Cristina Losada
Hambre de culpa
Esas incursiones contra la experiencia y la razón siguen teniendo éxito. Porque si en muchos lugares hay hambre de verdad, en las sociedades prósperas hay hambre de culpa
La actriz Pilar Bardem ha escrito un mensaje para los organizadores de la manifestación contra la pobreza convocada en Madrid. Dice en él que “acabar con el primer terrorismo es acabar con el hambre” y que “tenemos la obligación de compartir”.
Pero no es cierto, como se rumorea, que ella, Trinidad Jiménez, Pedro Zerolo, Gaspar Llamazares y otras de las caras conocidas que se proponen asistir, vayan a rematar su compromiso contra la pobreza con la donación de la mitad de sus ingresos a organizaciones caritativas y benéficas de probada honradez.
Y no lo harán, no porque tengan mal corazón o no ganen dinero suficiente, sino por el convencimiento intelectual de que acabar con la miseria no depende de su generosidad. No y mil veces no. La solución exige transformar el modelo de desarrollo vigente, que constituye, según los convocantes, la causa de ese mal. Los que hayan pasado por la escuela de la izquierda, ahora mero kindergarten, se lo sabrán al dedillo: no hay soluciones individuales, sino sociales. Mientras no cambie todo, nada tiene que cambiar, que diría Lampedusa.
¡Qué alivio! Sale barato comprar buena conciencia. La única contraprestación que exige la causa es manifestarse a su favor y exigirles a los gobiernos que dediquen el dinero de los ciudadanos a engrosar las cuentas bancarias de los gobernantes corruptos. Que en esos mares de sargazos suelen desembocar las ayudas al desarrollo. Aquellas que no se pierden en proyectos inútiles y en pagarles el sueldo y los viajes a los altos cargos que las gestionan. Verbigracia, Leire Pajín.
Por esa misma concepción, Izquierda Unida ha requerido a Rouco Varela para que asista a la manifa. Pues en lugar de echar pestes contra la economía de mercado, que es la forma de combatir la pobreza que propugnan los viejos y los nuevos comunistas, la iglesia católica y otras congregaciones religiosas, asisten de forma directa a los pobres y a los hambrientos. Y eso no vale. No contribuye a destruir el modelo vigente, que es donde radica la solución definitiva. Al contrario, lo perpetúa suavizando las aristas. No en vano los bolcheviques, que sabían de esto, se guiaban por el principio de cuanto peor, mejor.
Tanto se guiaron los bolches y los por ellos inspirados, que los regímenes que implantaron tras liquidar el mercado fueron a peor imposible. Es más, el hambre y la pobreza que padecen muchos pueblos son herencia de las economías planificadas a los que se vieron sometidos. Pero los creyentes en ese modelo no han dejado que la realidad les estropeara las ideas. El único cambio visible consiste en no defender el socialismo explícito. Ahora va implícito.

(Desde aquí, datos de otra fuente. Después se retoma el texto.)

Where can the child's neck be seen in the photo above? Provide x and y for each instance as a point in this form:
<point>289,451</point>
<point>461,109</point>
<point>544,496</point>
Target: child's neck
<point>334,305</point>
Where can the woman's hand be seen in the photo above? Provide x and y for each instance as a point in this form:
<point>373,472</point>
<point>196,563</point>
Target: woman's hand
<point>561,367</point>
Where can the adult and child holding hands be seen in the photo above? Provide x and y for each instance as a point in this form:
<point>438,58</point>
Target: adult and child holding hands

Esas incursiones contra la experiencia y la razón siguen teniendo éxito. Porque si en muchos lugares hay hambre de verdad, en las sociedades prósperas hay hambre de culpa. Y si el sentimiento de culpa que se insemina no se individualiza, sino que se diluye en un magma colectivo, tanto mejor para cada cual. Creen así muchos la falsedad de que unos son ricos porque otros son pobres, y que es nuestro modelo el que provoca la miseria, cuando resulta que nos ha traído la prosperidad.